Edit: figured out what's wrong with a single for loop. Short story: the translation of definitions within for loops caused the key = in.readUTF statement to be called consecutively before the inner loop is executed. To work around this, use view and force:
val tuples = (for {
_ <- (1 to size).view
key = in.readUTF
nval = in.readInt
_ <- 1 to nval
value = in.readInt
} yield { key -> value }).force
The issue can be demonstrated more clearly with this piece of code:
val iter = Iterator.from(1)
val tuple = for {
_ <- 1 to 3
outer = iter.next
_ <- 1 to 3
inner = iter.next
} yield (outer, inner)
It returns Vector((1,4), (1,5), (1,6), (2,7), (2,8), (2,9), (3,10), (3,11), (3,12)) which shows that all outer values are evaluated before inner values. This is due to the fact that it is more or less translated to something like:
for {
(i, outer) <- for (i <- (1 to 3)) yield (i, iter.next)
_ <- 1 to 3
inner = iter.next
} yield (outer, inner)
This computes all outer iter.next first. Going back to the original use case, all in.readUTF values would be called consecutively before in.readInt.

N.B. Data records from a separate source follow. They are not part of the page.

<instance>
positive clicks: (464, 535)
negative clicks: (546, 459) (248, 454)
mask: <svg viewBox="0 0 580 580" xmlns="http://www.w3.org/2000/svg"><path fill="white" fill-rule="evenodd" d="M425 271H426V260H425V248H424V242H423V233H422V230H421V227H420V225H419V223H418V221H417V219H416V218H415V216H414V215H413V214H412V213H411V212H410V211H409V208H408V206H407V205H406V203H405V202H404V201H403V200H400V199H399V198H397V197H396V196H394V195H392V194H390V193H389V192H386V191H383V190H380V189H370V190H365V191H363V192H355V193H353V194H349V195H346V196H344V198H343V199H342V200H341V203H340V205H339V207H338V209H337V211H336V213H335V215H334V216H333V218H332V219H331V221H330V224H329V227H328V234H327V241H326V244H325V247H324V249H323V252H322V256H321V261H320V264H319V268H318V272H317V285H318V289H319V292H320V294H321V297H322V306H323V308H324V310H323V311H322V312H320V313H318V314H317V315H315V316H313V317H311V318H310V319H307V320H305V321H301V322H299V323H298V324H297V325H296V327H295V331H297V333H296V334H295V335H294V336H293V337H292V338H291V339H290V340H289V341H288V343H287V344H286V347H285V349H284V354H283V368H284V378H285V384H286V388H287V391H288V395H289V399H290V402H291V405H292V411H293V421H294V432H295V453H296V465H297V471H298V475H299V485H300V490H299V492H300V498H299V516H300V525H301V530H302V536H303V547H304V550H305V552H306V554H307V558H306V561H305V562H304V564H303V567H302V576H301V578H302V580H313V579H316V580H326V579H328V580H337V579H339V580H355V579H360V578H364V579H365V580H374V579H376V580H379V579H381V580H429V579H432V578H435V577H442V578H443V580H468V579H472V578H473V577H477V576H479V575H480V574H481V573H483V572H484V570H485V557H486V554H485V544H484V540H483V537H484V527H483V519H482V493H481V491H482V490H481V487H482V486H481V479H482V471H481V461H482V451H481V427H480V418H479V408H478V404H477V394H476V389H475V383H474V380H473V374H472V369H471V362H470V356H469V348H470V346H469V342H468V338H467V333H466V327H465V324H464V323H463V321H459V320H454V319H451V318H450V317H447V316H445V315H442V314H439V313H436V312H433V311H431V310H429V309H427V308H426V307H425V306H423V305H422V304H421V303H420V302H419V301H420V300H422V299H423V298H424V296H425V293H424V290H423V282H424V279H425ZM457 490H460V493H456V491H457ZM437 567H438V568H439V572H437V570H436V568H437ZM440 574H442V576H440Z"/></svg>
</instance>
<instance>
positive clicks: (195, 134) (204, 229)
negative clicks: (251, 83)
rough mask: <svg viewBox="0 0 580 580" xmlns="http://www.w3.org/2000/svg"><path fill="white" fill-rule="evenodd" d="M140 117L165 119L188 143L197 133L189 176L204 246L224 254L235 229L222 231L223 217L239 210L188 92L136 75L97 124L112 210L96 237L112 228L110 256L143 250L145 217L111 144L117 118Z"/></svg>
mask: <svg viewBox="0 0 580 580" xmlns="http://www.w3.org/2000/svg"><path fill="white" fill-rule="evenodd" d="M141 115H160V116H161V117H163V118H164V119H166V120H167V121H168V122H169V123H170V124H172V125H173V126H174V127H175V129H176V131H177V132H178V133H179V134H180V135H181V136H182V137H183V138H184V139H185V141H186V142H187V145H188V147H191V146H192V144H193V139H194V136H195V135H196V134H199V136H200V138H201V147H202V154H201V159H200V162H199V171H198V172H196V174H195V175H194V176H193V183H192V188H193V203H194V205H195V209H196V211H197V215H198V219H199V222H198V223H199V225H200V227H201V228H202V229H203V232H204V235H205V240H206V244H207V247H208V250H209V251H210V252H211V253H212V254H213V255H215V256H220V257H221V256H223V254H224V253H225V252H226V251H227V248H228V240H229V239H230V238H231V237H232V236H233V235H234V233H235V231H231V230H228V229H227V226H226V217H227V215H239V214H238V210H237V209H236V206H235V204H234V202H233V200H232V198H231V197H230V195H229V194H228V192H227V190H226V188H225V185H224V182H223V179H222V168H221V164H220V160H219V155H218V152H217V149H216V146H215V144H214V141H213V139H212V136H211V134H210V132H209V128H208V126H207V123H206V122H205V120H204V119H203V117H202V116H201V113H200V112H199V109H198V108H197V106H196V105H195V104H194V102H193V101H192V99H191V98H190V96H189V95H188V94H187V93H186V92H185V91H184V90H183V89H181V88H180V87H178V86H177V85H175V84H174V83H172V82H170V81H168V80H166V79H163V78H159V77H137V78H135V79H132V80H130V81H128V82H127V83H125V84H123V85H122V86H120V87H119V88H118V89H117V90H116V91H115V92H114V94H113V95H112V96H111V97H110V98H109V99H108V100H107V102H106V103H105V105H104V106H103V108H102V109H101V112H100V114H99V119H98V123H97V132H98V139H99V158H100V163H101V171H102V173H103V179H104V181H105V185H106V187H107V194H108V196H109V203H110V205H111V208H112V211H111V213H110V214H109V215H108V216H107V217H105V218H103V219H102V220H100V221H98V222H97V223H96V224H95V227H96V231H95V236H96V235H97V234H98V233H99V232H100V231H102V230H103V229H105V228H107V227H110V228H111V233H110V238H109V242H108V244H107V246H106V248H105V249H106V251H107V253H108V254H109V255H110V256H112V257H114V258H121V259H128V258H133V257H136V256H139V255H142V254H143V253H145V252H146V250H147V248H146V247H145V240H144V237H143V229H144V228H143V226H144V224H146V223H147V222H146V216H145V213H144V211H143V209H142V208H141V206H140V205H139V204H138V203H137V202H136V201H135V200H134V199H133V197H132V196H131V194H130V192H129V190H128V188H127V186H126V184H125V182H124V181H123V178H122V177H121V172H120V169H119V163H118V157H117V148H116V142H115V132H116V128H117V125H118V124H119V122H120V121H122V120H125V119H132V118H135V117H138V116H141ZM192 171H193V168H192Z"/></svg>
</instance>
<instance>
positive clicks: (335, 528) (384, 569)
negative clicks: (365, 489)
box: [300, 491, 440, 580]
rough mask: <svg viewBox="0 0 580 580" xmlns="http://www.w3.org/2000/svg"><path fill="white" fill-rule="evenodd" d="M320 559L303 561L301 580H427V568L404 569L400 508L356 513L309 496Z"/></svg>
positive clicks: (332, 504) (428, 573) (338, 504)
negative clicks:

Here is the compacted version of #huynhjl's answer that I eventually deployed:
def loadMap(in: ObjectInputStream): Map[String, IndexedSeq[Int]] =
((1 to in.readInt()) map { _ =>
in.readUTF() -> ((1 to in.readInt()) map { _ => in.readInt()) }
})(collection.breakOut)
The advantage of this version is that there are no direct assignments.